The obvious data-driven recommendation was simple: avoid those two behaviors. That obvious data-driven recommendation did not fit the political narrative of the culture. In particular, the reference to a specific sexual practice was much too graphic. Because of its prevalence among homosexual males, America’s pervasive homophobia of the time made it impossible to talk about the actual sexual practice that was dangerous.
The public narrative therefore became a similar dichotomy to what this narrative offers about opening and closing: “Safe sex” or no sex. Even the left wing embraced hysterical lies, such as the pervasive myth that HIV could be transmitted through oral sex. Newspapers of the time recounted anecdotes of teenage girls who began practicing anal sex because they thought it was safer than vaginal penetration. Even the left wing embraced the idea that the only way to avoid AIDS was to limit sexual activity to partners in “a committed long-term relationship”. Balderdash. The reality was simple: 1. Use condoms or avoid sex with IV drug users, and 2. Use condoms during anal sex.
The actual truth about how to avoid AIDS (“Use a condom when practicing anal sex”) was replaced by a narrative that exploited fear and hysteria about a rightfully dreaded disease to advance a very specific social, religious, and political agenda.
Of COURSE people are not going to go back to work without knowing they are safe. That does NOT lead to a binary choice between keeping an entire nation open or closed.
It instead leads to the absolute necessity of:
1. Making widespread and accurate testing available, reliable, and free (to the subject).
2..Making accurate data about LOCAL infection rates freely available, along with tools to access and analyze it.
3. Providing up-t0-date essentially real-time information, analogous to weather reports, about where outbreaks are happening and how intense they are — a “COVID weather report”. It is no harder to do for COVID than for weather.
4. Providing universal access to effective health care
5. Providing universal relief from COVID-related closings and economic impact
That’s what has to be done.
The repugnant political agenda driving Mitch McConnell and the GOP right now is that this pandemic is an opportunity to hurt Democratic strength (by literally killing and bankrupting Democratic states) and help GOP strength. COVID immediately hits densely-crowded populations first and most intensely. That means it hits BLUE states first and hardest. The first wave of deaths disproportionately hits the poor, minority, and aged. populations — the same populations that are disproportionately Democratic. The same dynamic is true for the economic impact of the pandemic — the first and hardest-hit businesses will be small, urban, minority-owned, and disproportionately Democratic. In red states, this pandemic will primarily hit the populations already demonized by GOP bigotry — immigrants, minorities, and the poor.

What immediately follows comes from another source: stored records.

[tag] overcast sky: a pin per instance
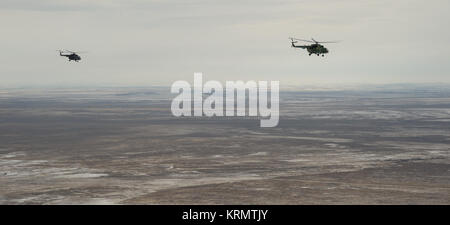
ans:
(156, 42)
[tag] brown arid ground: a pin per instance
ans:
(123, 146)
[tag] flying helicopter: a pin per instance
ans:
(70, 55)
(314, 48)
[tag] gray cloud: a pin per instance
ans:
(158, 42)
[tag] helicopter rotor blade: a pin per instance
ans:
(302, 40)
(328, 41)
(81, 52)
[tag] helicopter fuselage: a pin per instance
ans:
(71, 56)
(317, 49)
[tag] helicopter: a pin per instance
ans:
(70, 55)
(314, 48)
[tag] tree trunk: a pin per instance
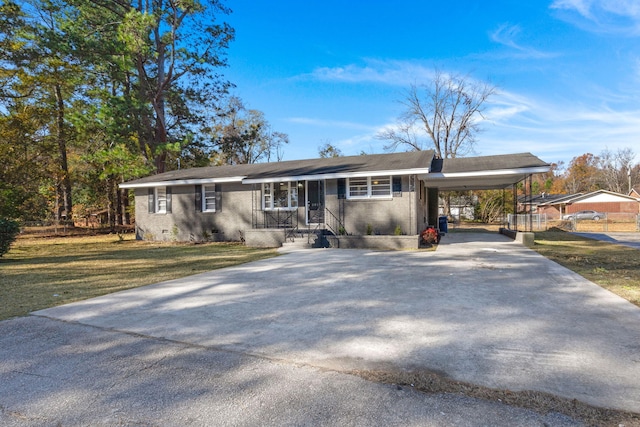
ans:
(65, 181)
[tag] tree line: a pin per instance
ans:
(96, 92)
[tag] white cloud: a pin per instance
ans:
(610, 16)
(507, 34)
(557, 130)
(392, 72)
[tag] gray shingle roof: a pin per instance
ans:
(489, 163)
(347, 165)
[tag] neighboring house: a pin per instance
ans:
(381, 194)
(615, 205)
(551, 205)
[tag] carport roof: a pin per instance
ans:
(483, 173)
(446, 174)
(295, 170)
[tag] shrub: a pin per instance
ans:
(430, 235)
(9, 230)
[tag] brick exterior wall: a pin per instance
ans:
(184, 223)
(239, 205)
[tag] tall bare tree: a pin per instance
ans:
(443, 114)
(243, 135)
(616, 169)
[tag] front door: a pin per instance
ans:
(315, 202)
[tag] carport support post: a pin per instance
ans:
(515, 207)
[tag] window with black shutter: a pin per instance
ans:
(198, 198)
(342, 188)
(152, 200)
(397, 186)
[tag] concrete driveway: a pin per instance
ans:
(481, 309)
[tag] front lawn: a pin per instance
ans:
(614, 267)
(41, 272)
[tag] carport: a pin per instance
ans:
(500, 172)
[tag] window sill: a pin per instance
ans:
(372, 198)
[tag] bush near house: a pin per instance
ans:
(9, 230)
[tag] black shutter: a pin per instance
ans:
(342, 188)
(218, 197)
(397, 184)
(152, 200)
(198, 197)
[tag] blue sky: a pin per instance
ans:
(567, 71)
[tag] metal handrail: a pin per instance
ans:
(335, 225)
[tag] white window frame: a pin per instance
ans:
(268, 196)
(212, 198)
(160, 191)
(371, 187)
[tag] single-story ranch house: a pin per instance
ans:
(263, 204)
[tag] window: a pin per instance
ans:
(380, 186)
(359, 187)
(160, 200)
(369, 187)
(280, 195)
(209, 198)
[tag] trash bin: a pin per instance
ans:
(442, 224)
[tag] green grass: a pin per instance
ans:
(614, 267)
(38, 273)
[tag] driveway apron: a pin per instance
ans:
(481, 309)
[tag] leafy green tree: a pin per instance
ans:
(327, 150)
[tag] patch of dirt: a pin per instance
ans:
(544, 403)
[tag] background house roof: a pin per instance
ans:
(483, 173)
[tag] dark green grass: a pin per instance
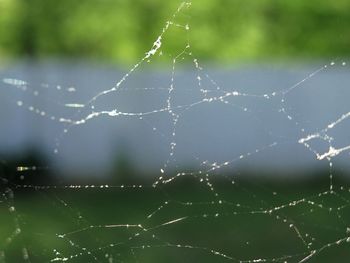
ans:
(242, 230)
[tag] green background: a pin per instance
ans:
(221, 31)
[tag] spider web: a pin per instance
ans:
(209, 212)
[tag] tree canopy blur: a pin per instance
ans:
(223, 31)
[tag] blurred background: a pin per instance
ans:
(254, 48)
(221, 31)
(288, 61)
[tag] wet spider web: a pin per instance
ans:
(209, 213)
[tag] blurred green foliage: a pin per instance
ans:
(221, 30)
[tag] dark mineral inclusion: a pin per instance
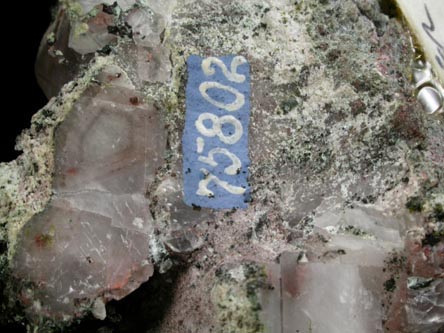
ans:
(339, 150)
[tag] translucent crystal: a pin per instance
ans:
(92, 240)
(87, 5)
(147, 26)
(91, 35)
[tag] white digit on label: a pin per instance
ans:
(232, 76)
(203, 185)
(233, 169)
(234, 106)
(216, 128)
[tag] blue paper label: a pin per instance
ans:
(215, 139)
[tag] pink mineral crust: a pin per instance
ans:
(418, 301)
(92, 240)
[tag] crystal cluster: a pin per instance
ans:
(92, 240)
(344, 231)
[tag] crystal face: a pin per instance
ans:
(345, 224)
(92, 240)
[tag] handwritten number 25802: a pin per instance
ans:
(218, 122)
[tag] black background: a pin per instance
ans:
(23, 25)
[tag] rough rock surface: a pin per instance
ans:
(346, 174)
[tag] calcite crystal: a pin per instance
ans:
(344, 231)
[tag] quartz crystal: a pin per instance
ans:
(92, 240)
(345, 225)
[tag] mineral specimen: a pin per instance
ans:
(344, 231)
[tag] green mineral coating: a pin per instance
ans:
(415, 204)
(390, 285)
(438, 212)
(235, 296)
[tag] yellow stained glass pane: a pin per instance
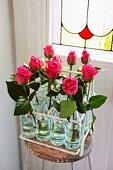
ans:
(103, 43)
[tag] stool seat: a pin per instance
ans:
(57, 156)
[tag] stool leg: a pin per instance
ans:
(89, 160)
(26, 160)
(71, 165)
(43, 163)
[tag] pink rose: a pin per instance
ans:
(48, 51)
(72, 58)
(35, 63)
(23, 75)
(88, 72)
(53, 67)
(70, 85)
(57, 58)
(85, 57)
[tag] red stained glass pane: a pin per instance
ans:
(86, 33)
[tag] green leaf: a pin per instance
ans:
(56, 105)
(81, 107)
(34, 86)
(94, 119)
(67, 108)
(97, 101)
(15, 90)
(22, 107)
(32, 95)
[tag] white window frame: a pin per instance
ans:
(96, 55)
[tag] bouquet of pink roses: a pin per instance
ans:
(75, 85)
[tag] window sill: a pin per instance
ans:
(96, 55)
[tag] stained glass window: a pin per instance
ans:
(83, 23)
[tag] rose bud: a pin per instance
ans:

Forcing a nationwide closing and lockdown advances this repugnant GOP agenda. It pits sparsely-populated mostly-white red-state populations against densely populated minority-majority blue state populations. It divides us. It divides us in the same way that America’s repugnant response to AIDS served to pit heterosexual men and women against their homosexual brothers and sisters.

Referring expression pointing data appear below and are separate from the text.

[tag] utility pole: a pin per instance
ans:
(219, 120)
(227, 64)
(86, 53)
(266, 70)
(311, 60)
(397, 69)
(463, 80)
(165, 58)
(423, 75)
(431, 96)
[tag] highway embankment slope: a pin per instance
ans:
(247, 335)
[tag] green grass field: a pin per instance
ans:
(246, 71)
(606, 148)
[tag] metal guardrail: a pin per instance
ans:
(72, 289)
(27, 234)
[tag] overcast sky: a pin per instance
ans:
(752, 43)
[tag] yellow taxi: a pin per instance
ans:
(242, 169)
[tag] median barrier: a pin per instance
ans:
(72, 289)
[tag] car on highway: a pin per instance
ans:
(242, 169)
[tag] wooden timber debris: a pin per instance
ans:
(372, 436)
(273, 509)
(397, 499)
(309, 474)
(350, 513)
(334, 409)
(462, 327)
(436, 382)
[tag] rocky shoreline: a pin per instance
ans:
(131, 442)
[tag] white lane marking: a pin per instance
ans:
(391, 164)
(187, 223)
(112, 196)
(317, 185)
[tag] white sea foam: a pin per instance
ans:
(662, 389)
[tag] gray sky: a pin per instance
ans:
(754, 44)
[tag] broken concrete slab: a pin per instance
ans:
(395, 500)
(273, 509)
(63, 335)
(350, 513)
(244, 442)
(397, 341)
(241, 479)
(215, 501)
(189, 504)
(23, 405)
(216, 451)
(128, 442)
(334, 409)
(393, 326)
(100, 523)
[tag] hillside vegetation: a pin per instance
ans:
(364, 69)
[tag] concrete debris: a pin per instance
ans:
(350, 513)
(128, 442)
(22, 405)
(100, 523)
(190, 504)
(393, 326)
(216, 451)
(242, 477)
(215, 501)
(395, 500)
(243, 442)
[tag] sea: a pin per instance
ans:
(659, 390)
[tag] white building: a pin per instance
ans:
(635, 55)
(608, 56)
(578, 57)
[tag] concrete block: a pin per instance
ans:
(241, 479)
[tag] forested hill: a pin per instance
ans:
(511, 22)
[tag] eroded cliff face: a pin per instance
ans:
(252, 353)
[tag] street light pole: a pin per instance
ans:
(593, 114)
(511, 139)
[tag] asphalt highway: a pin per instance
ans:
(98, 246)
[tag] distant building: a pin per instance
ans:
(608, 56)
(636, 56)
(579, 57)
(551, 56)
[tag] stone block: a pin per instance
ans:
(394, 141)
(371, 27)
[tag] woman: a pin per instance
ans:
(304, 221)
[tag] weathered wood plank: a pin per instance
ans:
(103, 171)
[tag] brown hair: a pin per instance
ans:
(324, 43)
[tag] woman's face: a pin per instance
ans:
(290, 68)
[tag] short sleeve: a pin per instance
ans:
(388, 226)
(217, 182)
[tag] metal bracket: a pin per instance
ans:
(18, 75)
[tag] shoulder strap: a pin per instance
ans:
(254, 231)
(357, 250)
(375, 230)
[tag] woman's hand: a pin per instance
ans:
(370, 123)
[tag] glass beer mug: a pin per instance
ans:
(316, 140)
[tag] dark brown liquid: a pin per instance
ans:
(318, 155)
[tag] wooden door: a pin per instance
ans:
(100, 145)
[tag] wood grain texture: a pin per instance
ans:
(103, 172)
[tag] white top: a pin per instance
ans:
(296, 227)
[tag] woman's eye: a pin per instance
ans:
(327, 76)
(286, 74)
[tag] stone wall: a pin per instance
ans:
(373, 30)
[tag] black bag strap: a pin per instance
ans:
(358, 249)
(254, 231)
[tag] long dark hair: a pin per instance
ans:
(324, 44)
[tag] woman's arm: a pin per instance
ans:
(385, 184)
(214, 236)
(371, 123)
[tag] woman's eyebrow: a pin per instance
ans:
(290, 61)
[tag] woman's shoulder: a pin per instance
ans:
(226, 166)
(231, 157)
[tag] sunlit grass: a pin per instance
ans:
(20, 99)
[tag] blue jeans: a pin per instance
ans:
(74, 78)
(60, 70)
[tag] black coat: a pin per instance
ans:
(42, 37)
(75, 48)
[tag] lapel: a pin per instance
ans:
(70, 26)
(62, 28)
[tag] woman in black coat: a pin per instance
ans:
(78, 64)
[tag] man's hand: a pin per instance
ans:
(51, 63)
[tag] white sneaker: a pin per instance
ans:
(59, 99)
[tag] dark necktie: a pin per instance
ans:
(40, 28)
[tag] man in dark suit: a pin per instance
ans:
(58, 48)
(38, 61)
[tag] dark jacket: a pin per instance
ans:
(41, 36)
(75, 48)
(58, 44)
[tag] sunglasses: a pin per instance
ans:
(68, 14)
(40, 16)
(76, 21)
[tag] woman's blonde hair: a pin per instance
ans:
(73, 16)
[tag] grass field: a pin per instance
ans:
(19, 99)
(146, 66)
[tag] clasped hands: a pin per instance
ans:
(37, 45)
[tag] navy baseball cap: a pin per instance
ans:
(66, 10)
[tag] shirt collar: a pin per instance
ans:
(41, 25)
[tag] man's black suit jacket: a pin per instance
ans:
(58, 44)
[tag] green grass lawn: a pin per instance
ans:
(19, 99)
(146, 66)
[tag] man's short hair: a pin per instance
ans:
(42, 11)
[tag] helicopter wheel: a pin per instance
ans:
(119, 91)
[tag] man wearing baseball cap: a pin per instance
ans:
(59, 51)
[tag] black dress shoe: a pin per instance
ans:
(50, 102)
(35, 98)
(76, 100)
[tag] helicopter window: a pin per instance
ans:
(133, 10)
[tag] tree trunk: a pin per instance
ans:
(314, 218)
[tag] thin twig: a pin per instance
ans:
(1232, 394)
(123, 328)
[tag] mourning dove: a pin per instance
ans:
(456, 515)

We should instead demand the above 5 steps, so that we can keep our attention properly focused on minimizing the spread of COVID and on maximizing our ability to treat its victims.
Christopher says
I never did understand why there was a fear of AIDS or why it was treated as an epidemic. I recall knowing from the beginning that if you didn’t want to get it you just had to refrain from at most three very specific activities. It also blows my mind that to this day there is a ban on gay men donating blood, which I assume would be tested for AIDS regardless of who donated.